Activist reflects on civil rights movement experience

Diane NashDiane Nash, center, and others march to City Hall in Nashville, Tenn., in 1960.

American civil rights activist Diane Nash — who led the first successful campaign to desegregate lunch counters, was a part of the Selma voting rights movement and co-founded the Student Nonviolent Coordinating Committee — shared her personal experiences with racism and her integral efforts in the civil rights movement on Tuesday, March 7.

Nash was first exposed to the full extent of overt, state-sponsored racial segregation as a college student at Fisk University in Nashville, Tennessee, she said. During the fall of 1959, Nash said she was shocked into the reality of Jim Crow laws in the south. Originally from the south side of Chicago, she said she was always aware segregation existed but did not know its severity until she moved to the south. 

“When I obeyed segregation rules, it felt like I was agreeing that I was too inferior to go through front doors or [to] restaurants, swimming pools and other public accommodations,” Nash said.

In downtown Nashville, African Americans could only purchase food in restaurants on a take-out basis, she said. When she walked down the streets during lunchtime, African Americans lined the curbs and alleys, eating the lunches they brought from home or bought as take-out, she added.

Nash said she was dissatisfied with the word “nonviolence” as it pertains to the civil rights movements of the 1960s.

“Nonviolence means absence of violence,” she said. “[I] wanted a term that encompassed more than the absence of violence.”
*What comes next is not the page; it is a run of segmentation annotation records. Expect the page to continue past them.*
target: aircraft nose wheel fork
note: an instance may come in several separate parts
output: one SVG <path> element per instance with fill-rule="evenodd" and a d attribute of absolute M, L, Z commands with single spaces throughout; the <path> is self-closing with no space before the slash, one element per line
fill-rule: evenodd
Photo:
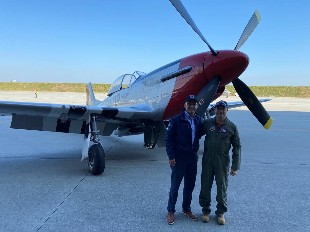
<path fill-rule="evenodd" d="M 91 141 L 93 142 L 95 144 L 91 146 L 88 149 L 88 168 L 92 174 L 100 175 L 104 170 L 105 156 L 102 144 L 98 137 L 98 132 L 100 131 L 97 130 L 96 116 L 92 114 L 91 119 L 92 131 L 91 131 L 91 134 L 93 136 L 93 138 Z"/>

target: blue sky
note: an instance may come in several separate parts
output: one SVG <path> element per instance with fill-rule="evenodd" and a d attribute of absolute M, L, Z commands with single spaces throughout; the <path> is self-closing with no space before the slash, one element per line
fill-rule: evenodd
<path fill-rule="evenodd" d="M 310 1 L 182 2 L 211 46 L 239 49 L 249 85 L 310 86 Z M 0 0 L 0 81 L 109 83 L 209 50 L 168 0 Z"/>

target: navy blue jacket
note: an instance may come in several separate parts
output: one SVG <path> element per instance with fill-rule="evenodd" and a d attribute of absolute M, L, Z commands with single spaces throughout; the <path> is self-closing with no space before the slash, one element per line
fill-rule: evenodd
<path fill-rule="evenodd" d="M 199 149 L 199 132 L 203 120 L 195 113 L 194 123 L 196 129 L 194 142 L 192 144 L 192 127 L 185 119 L 183 110 L 182 113 L 171 118 L 166 134 L 167 155 L 169 159 L 192 156 L 196 157 Z"/>

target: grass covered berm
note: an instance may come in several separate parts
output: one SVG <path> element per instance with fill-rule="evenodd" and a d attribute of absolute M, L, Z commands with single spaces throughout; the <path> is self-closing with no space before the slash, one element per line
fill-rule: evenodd
<path fill-rule="evenodd" d="M 9 91 L 32 91 L 38 92 L 86 92 L 87 84 L 73 83 L 44 83 L 0 82 L 0 90 Z M 92 84 L 95 93 L 107 93 L 111 84 Z M 269 97 L 275 95 L 277 97 L 310 97 L 310 86 L 249 86 L 256 96 L 264 95 Z M 236 92 L 232 85 L 227 85 L 226 88 L 233 96 Z"/>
Nash’s dissatisfaction led her to coin the phrase “agapic energy,” meaning energy produced by a love for humankind. Inspired by Mohandas Gandhi’s way of observing love energy, as well as the Greek word “agape” — which means brotherly love or a love of humankind — Nash said agapic energy was an improvement on the term nonviolence.

“Agapic energy is not passive — it’s active,” she said. “Users are not pacifists — we are activists.”